The decision in Gundy disappointed conservative hopes, but only by the slimmest possible margin. A plurality of four justices — Justice Kagan joined by Justices Ginsburg, Breyer, and Sotomayor — voted to uphold the statute in question, following the very tolerant nondelegation analysis the Court has used consistently for decades. Three justices — Justice Gorsuch joined by the Chief Justice and Justice Thomas — voted to invalidate the statute using a new and much more robust nondelegation analysis. Justice Alito concurred in the judgment reached by the plurality, but only because a short-handed Court did not have a majority of Justices willing to establish a new (or resurrect a very old) nondelegation standard. His opinion openly invited a new nondelegation challenge once the Court has a full complement of nine justices. Justice Kavanaugh did not participate in Gundy because he was not on the Court when it heard oral argument.

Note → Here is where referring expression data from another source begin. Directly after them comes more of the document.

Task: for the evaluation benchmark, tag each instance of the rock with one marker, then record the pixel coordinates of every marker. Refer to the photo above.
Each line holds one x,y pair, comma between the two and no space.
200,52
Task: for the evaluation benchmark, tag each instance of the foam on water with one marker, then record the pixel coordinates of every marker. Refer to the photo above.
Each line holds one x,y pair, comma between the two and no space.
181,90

College fellow Lisa Heinzerling wrote a very perceptive blog post about Gundy last May, three weeks before the decision was announced, noting that the Court was lingering over Gundy longer than any other case that Term. In retrospect, the timeline is even more interesting than Lisa could have known. Gundy was argued on the first day of the Term, October 2, 2018. It was decided at the very end of the Term, June 20, 2019. Justice Kavanaugh joined the Court on October 6, 2019. Presumably, Justice Kavanaugh was in the room at every conference in which the Court struggled over how to resolve its 4-4 split over nondelegation in Gundy. When one considers this timeline, Justice Alito’s open invitation for another nondelegation challenge packs special punch.
The significance of the unusual timeline was not lost on Gundy’s counsel, a New York public defender who had taken Gundy’s case farther than anyone could have expected. She promptly filed a petition for rehearing. Rehearing in the Supreme Court is extremely rare, but Gundy’s public defender aptly noted that her request presented one of the few circumstances that has prompted the Court to grant rehearing in the past, namely a short-handed Court that divided 4-4 with a new justice in place who could resolve the split if rehearing were granted.

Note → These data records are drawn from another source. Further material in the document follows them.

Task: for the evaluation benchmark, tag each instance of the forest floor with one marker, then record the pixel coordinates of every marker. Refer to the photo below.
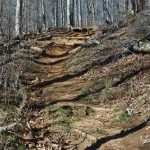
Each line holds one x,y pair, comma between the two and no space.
85,89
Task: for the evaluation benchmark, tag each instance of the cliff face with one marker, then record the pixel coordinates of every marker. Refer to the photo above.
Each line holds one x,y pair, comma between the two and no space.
83,88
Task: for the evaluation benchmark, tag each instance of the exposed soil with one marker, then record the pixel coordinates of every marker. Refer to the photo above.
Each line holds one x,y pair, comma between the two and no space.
87,96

The timeline of the Court’s consideration of Gundy’s petition for rehearing is also interesting. The petition was filed on July 11 and scheduled for consideration at the Court’s October 1, 2019 conference. Following that conference, the Court relisted the petition for consideration at the October 11, 2019 conference. Since then it has been relisted four more times. Most recently the petition has been scheduled for consideration at the November 15 conference.

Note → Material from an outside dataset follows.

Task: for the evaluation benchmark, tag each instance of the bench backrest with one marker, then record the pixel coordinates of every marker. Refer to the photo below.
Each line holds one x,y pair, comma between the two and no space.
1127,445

As the Justices ponder Gundy’s petition for rehearing, it seems likely they know if rehearing were granted, the result would be different the second time around. Among other things, the Court is probably considering how the general public would react to seeing the Court flip on a do-over of a high profile constitutional case solely because a new Justice joined the Court, particularly when that Justice was confirmed by a bare partisan majority after a bruising confirmation hearing.
It is worth noting that there are petitions for certiorari pending in Paul v. United Statesand Caldwell v. United States, cases identical to Gundy, that were being held pending the decision in Gundy. The Court might mitigate the public appearance of a highly political flip by taking one of those cases as the vehicle for addressing nondelegation.